The true heroes among us - the brave, the reckless and those who are aware that this is a game, and you don’t actually die in real life - will want to drop into the thick of the action. Your options are only limited by the landing range of your parachute, and your ability to land well - if you aim for the town hall roof and botch the landing, you’ll be shot down before you even get your gun out.
If you’ve got the Springfield sniper rifle, of course, you might like to land on a rooftop and pick off a few of the fascists before you work out how to get down and pistol-whip the rest. Alternatively, you might like to sail through a window, just to see who’s in there and if they’re surprised to see you. Or you could go for completion and seek out the five difficult skill drops dotted around each operation.
The six campaigns take you through a decent variety of locations, each with a different feel. Operation Avalanche takes you to some ruins, and what feels like an excavation site. The third operation is spread across some farmland, trenches and coastal pill-boxes more evocative of other WWII games. In Operation Market Garden you’ll be running from one broken house to another, in a ring of pretty demolition.

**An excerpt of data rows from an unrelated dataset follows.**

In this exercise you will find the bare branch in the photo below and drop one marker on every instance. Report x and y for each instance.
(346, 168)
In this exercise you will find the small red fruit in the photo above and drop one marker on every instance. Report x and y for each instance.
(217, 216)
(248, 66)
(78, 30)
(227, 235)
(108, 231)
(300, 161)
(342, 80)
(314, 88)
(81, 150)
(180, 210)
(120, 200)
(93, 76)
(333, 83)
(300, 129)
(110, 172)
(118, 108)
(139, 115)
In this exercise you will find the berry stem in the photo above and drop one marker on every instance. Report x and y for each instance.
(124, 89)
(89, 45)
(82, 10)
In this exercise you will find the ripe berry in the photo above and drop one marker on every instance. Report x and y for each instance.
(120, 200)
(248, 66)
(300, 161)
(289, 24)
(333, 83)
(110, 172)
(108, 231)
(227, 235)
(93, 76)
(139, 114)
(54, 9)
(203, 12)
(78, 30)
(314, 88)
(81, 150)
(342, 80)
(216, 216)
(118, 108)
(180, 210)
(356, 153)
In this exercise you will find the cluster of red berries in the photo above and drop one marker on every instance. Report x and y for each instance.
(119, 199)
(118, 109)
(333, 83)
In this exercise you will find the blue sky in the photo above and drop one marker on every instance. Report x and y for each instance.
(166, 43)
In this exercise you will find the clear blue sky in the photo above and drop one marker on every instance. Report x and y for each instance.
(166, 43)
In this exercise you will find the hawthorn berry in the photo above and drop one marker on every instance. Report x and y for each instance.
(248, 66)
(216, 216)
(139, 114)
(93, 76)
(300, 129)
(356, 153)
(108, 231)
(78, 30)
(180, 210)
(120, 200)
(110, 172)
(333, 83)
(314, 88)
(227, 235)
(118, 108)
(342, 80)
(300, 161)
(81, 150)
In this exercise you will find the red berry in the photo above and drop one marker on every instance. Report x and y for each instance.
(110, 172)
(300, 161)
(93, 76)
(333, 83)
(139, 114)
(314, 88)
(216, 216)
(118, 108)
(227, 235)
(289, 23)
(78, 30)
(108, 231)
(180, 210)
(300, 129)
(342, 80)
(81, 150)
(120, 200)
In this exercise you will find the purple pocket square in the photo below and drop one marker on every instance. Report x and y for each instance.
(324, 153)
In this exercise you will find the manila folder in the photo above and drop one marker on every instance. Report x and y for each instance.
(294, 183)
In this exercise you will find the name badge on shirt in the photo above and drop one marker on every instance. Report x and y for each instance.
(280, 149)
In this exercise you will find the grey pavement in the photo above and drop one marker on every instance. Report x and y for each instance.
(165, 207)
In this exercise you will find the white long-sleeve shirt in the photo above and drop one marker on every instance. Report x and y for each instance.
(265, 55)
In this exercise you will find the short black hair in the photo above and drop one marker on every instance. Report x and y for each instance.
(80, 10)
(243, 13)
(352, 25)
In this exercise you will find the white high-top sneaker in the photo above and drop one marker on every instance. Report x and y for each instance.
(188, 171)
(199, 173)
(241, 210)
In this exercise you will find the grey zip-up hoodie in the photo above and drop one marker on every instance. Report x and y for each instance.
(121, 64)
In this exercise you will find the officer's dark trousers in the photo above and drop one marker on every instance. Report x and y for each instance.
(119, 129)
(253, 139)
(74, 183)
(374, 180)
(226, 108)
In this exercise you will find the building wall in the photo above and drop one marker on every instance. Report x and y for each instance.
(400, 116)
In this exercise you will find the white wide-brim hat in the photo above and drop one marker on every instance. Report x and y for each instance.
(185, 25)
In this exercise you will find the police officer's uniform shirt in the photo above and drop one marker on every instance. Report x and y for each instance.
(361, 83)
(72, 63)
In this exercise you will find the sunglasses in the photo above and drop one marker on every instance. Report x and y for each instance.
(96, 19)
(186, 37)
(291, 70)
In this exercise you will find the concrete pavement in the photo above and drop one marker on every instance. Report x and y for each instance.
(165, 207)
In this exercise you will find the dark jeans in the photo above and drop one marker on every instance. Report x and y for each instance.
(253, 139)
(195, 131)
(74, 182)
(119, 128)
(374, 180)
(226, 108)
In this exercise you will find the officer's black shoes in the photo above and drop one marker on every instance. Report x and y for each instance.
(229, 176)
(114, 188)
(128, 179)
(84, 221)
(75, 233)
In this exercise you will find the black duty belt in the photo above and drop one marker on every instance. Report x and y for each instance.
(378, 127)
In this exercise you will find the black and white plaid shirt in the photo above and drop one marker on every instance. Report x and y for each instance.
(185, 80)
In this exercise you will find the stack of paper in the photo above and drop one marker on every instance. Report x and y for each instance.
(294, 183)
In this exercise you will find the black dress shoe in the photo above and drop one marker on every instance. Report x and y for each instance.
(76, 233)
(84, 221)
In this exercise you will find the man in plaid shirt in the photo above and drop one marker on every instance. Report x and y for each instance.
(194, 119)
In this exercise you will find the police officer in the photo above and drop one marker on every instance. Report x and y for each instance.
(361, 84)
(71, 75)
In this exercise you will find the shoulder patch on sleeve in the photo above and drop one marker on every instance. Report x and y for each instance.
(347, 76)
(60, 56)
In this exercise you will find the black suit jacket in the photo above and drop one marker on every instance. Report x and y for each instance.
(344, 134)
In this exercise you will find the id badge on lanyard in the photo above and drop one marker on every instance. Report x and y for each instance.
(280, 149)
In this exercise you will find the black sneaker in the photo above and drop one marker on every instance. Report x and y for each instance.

The openness of your options and the freedom of the AI to retaliate as it sees fit both work well, but if you’re thinking that every game you play will be miraculously different from start to finish, you’ll be disappointed. Cover points and machine gun encampments are obvious, and the AI will take advantage of them in predictable ways. For example, once you learn that the AI really likes manning those MG outposts, you can sit and snipe his head out, knowing that another one will be there to take his place soon enough. It’s a case of making the game boring for yourself on purpose, and you kinda wish that “large pile of your friends” corpses’ would act as a more powerfully negative affordance for your Nazi foes.